A Project to Develop a Handbook of DOE Operational Safety Event and Accident Investigation Techniques

September 16, 2010

The objective of this project is to convert the existing DOE AI “Workbook” into a DOE Technical Standard as defined in DOE-TSPP-5, dated July 1, 2009, and update the material to include current thinking, methods, and approaches for analysis and the conduct of investigations. The DOE AI Workbook has not been updated since 1999.

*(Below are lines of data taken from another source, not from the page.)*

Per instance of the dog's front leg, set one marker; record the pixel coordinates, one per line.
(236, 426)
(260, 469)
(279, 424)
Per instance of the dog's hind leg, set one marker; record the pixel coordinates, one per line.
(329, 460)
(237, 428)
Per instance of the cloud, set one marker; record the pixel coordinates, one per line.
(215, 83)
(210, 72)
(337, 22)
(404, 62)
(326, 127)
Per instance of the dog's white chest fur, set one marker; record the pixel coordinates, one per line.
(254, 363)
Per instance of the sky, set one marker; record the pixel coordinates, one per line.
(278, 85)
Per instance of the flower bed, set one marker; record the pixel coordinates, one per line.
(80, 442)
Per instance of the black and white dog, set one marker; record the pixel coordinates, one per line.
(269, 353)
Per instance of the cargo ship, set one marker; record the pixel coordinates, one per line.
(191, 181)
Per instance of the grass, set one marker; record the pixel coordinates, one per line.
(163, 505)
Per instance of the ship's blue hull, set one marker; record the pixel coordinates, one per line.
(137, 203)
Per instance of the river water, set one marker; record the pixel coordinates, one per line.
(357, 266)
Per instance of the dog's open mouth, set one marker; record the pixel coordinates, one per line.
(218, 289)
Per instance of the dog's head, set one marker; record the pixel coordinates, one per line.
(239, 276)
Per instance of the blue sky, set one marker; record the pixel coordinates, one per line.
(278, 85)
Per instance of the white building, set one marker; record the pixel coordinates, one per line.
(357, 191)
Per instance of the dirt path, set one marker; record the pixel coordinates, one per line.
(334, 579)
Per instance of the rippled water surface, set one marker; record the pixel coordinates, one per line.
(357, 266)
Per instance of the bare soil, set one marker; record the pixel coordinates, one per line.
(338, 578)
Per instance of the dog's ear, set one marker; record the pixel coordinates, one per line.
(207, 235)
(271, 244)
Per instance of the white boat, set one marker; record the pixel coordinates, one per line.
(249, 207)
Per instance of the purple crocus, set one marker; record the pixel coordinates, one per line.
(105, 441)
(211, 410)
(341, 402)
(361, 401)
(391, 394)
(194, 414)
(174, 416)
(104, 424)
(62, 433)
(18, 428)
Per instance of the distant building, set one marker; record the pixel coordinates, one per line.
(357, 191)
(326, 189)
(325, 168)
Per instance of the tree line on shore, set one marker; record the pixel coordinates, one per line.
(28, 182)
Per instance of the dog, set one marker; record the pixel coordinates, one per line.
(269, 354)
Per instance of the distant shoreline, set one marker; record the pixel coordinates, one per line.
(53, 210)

Note: The existing, current chapters of the DOE AI “Workbook” are in BLACK the proposed additions to create the handbook are in RED.

Outline: Handbook of U.S. Department of Energy (DOE) Operational Safety Event and Accident Investigation Techniques

Foreword

This section provides an overview and describes the changes in the current “Workbook” that will be preformed to create the new Technical Standard ”Handbook”, and new or updated techniques and approaches to be included.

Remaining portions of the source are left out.